Fino all’esito finale con l’istituto di pena trasformato in canile, uno scoop di questo giornale arrivato fino in Parlamento, e le stanze dell’istituto prive di antenna e con l’acqua razionata. Un disastro sul quale Russo non è mai intervenuto pubblicamente, gli stessi sindacati hanno più volte denunciato una caccia alle streghe per chi esprime criticità o rileva carenze nei servizi.
Le promesse mancate
Ma che fine ha fatto la promessa di lavoro per oltre la metà dei detenuti? Neanche su questo abbiamo ottenuto risposta, i dati raccontano il fallimento, gli ultimi disponibili indicano nel 33 per cento i reclusi impegnati in attività. Di accordi il ministero ne sottoscrive tanti, l’ultimo è con l’Ama, l’azienda di raccolta rifiuti capitolina, per l’attività di messa alla prova di indagati, imputati o condannati anche minorenni.
«Nel recente passato sono stati annunciati diversi accordi, ma non hanno funzionato. I detenuti sono aumentati, i reati pure e il quadro è cambiato. Il lavoro è sempre quello, poco e dequalificato, il carcere è stato luogo sperimentale dei contratti più atipici possibili con tempi di lavoro creativi», conclude Marietti. I detenuti hanno superato quota 62mila a fronte di una capienza ufficiale di 51mila posti, cifra dalla quale bisogna sottrarre oltre 4 mila non disponibili. Ci sono altri numeri da paese incivile.

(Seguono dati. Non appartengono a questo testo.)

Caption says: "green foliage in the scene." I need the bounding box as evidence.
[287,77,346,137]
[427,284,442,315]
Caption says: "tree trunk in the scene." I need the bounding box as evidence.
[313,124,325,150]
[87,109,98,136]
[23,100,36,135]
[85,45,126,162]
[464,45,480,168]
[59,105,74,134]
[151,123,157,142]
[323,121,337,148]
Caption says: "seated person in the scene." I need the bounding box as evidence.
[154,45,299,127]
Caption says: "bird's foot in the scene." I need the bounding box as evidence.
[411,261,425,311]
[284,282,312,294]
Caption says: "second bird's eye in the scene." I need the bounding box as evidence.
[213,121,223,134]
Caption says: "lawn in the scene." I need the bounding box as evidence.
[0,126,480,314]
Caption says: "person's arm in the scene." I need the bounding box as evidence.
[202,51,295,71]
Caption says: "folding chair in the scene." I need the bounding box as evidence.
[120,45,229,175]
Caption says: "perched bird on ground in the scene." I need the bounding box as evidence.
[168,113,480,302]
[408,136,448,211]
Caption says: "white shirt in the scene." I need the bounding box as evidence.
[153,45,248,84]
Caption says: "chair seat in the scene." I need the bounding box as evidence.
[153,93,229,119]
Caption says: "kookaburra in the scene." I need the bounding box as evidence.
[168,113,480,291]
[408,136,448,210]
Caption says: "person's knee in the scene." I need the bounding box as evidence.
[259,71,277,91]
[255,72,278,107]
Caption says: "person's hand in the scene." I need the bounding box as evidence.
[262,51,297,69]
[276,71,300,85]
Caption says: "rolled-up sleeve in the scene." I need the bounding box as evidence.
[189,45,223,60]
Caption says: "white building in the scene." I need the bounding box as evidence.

«Le carceri sono al collasso e portano alla morte: in un anno 232 decessi totali, di cui 85 suicidi e 1133 tentativi di suicidi. Ho la percezione che i provvedimenti dell’ultimo anno utilizzano il diritto penale per allontanare il nemico. Nuovi reati che identificano nuovi nemici: mendicanti, protestanti, occupanti, detenuti, nomadi, immigrati, tossicodipendenti», dice Samuele Ciambriello, portavoce nazionale dei garanti dei detenuti. Ma proprio su questo il Dap è intervenuto.
I numeri del Dap
«Sono 79 le persone detenute che a oggi si sono tolte la vita all’interno degli istituti penitenziari. Il dato si riferisce al numero dei casi per i quali le evidenze dei fatti hanno escluso la necessità di ulteriori accertamenti da parte dell’autorità giudiziaria». Una precisazione accolta con disappunto da associazioni e garanti territoriali, poche ore da Verona è arrivata la notizia di un ragazzo di 24 anni che si è impiccato nella cella del carcere, lo hanno soccorso, ma non si è salvato.
Anche la Uil parla di 86 suicidi ricordando anche i 7 agenti che si sono tolti la vita prima di attaccare duramente l’amministrazione penitenziaria: «Il Dap farebbe bene a sfruttare la tecnologia per prevenire e impedire queste morti e non solo per conteggiarle alla stregua dei necrofori, per di più malamente e per “mera statistica”».
Il segretario del sindacato della polizia penitenziaria, Gennarino De Fazio, ricorda una situazione ormai al collasso con gli agenti che dall’inizio dell’anno hanno subito almeno 3 mila aggressioni. «Sembra che a qualcuno sfugga che non si parla di semplici numeri, ma di vite umane spezzate da un sistema penitenziario assolutamente fallimentare, diffusamente illegale e che, a nostro parere, non risponde neppure ai presupposti giuridici per il suo mantenimento. Per quanto qualcuno si creda assolto, è già per sempre coinvolto», conclude De Fazio. Silenti.